Best practices for configuring Puma concurrency

Puma is the default Rails application server. It uses a multi-process, multi-threaded model.

For a long time, the default Puma configuration in Rails set the number of threads per worker to 5. Recently, DHH suggested lowering it. After an interesting discussion, the default has been changed to 3 threads per worker since Rails 7.2.

There is also a rule of thumb from Nate Berkopec, a Rails performance expert and Puma committer:

The optimal number is always 1 Puma worker process per 1 CPU core. Then, tune the thread count so that the CPU core is well-utilized at maximum load.

Following Nate’s advice, we decided not to increase the number of workers but instead adjust the number of threads. We were hesitant to use a high thread count due to the (in)famous GVL, which makes Ruby threads less efficient than native threads.

At this point, we started to think outside the box. Is our middleware Rails application similar to the typical Rails applications that the default settings were designed for? How different is it?

Let’s compare the web transaction breakdown of our middleware application:

With that of another Rails application we’ve worked with:

Do you see the difference? Our middleware app is mostly handling external requests, which means it is I/O-bound. I/O-bound workloads benefit from higher thread counts because threads spend most of their time waiting for I/O. Since Ruby releases the GVL when waiting for I/O, threads can be utilized more efficiently in this scenario.

The solution - tuning Puma concurrency settings

To ensure a safe, incremental rollout, we adjusted Ansible deployment roles to support different Puma configurations for each application server. We also had to tune haproxy configuration and introduce weighting based on the total threads count configured on each server. This allowed us to test different configurations gradually. We were deploying changes on one server at a time, monitoring the system closely.

Meanwhile, we also investigated how to implement a fast rollback mechanism. The original deployment rollback process took 30 minutes, requiring a full redeployment. We found a way to perform an Ansible-based rollback without using the custom deployment application. This reduced rollback time to just 3 minutes.

We’ve never had to rollback puma configuration changes, but it was good to have the option. It was very helpful in course of our upgrades project, but that’s a story for another time.

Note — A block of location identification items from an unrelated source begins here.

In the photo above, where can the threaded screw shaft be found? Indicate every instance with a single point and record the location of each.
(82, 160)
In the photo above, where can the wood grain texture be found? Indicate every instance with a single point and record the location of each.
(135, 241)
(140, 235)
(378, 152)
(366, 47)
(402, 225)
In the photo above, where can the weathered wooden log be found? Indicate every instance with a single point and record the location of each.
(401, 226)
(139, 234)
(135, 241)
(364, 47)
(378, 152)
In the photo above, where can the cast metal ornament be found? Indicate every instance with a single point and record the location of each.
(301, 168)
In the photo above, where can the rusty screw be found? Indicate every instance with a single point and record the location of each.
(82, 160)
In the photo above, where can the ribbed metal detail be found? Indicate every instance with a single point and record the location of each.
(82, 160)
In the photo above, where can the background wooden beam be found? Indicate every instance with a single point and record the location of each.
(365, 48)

Through testing, we identified optimal Puma settings:

  • Middleware: 3 workers, 20 threads
  • Public app: 3 workers, 9 threads

Finally, we repeated our public app outage test. With the original middleware configuration, high load caused the public app to crash. With the new configuration, the system remained stable. We performed both tests using ab benchmarking tool with the exact same parameters. See the results below:

Number of database connections

Before deploying the changes to both application servers, we also checked the number of database connections. It turned out that, with the new settings, we would be very close to the database connection limit.

But wait—doesn’t this application behave uniquely in that regard? Have you noticed how narrow the yellow area is in the middleware app breakdown chart?

After a quick investigation, we discovered that the middleware app was using the database only for authentication and authorization. We verified that it was safe to release the database connection back to the pool immediately after authentication and authorization.

  authorize! :perform, @task
  ActiveRecord::Base.connection_pool.release_connection

  # the following takes a lot of time
  render json: @task.perform

This allowed us to significantly reduce the number of database connections used by the middleware app. Each application process, configured with 20 threads, now used only 2 database connections.

Final thoughts

The stability of the system improved significantly after the changes. The client team was happy with the results. There is plenty of room for further improvements. It would be beneficial to break the public app dependency on the middleware on each request. Caching and eventual consistency patterns could be used to achieve this.